How to pay for college after a financial failure

According to the National College Achievement Network, in March the number of applications decreased by 8.9% compared to last year. (FAFSA season opened on October 1, but it’s not too late for students who haven’t applied.)

In normal years, high school graduates miss billions of federal grants because they don’t fill the FAFSA. Many families mistakenly believe they are will not qualify for financial aid and don’t even bother to apply.

Meanwhile, tuition fees at the college are rising. Tuition and fees plus accommodation and meals at the four-year private college averaged $ 55,800 in the 2021-22 academic year; in four-year public state colleges it was $ 27,330, according to the college council, which tracks trends in pricing in colleges and student assistance.

“If you haven’t already submitted your FAFSA, update your savings amount as of the date of signing, as a lower account value could mean qualifying for additional financial assistance,” said Kyle Harpin, investment analyst Edward Jones.

For families who have already applied to the FAFSA but have since experienced financial failure, one can also make changes to the FAFSA form or ask the college’s financial aid office for more help, he said.

“Your student’s school financial aid service can still help depending on how market volatility has affected you, so contact them.”

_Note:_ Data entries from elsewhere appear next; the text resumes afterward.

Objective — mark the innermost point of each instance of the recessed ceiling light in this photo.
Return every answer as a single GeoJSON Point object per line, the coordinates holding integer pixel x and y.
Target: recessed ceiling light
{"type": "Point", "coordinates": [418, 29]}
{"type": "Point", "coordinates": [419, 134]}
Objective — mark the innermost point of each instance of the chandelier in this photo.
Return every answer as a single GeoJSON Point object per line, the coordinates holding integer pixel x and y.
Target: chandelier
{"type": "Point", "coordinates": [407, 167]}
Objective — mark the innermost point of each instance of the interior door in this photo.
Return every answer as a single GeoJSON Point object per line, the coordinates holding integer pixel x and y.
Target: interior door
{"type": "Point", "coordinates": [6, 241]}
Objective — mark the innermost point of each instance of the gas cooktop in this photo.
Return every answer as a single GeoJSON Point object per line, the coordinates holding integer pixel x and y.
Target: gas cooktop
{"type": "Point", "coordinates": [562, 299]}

However, when it comes to financial aid, changes in these accounts are less important than income disruptions – from job lossfor example, according to Kalman Channy, a financial aid consultant and author of The Princeton Review, Paying for College.

Colleges are more likely to perceive appeals, he added, but “they usually can’t adjust assets”, which are already less credited in determining your eligibility for benefits, Channy said. “Next month, the market could grow by 10%, so they don’t usually do that.”

“You can ask them, but they can say no,” he added.

You don’t want all your eggs to be in stock.

Kalman Chan

author of The Princeton Review “Paying for College”

The best plan is to move the portfolio allocation to more conservative assets as the college approaches.

Typically, plans 529 offer age portfolios that start with greater exposure to stocks in the early stages of a child’s life and then automatically adjust, so as you approach college, the portfolio will shift toward more conservative investments such as bonds.

“A lot of people keep it in stock because they don’t want to miss it,” Channy said. But “you don’t want all your eggs to be in stock.”

“Once your child is in high school, you want to be in the age distribution model,” he advised. “The risk of missing up is less than a huge downturn – you’ll still have to pay for college.”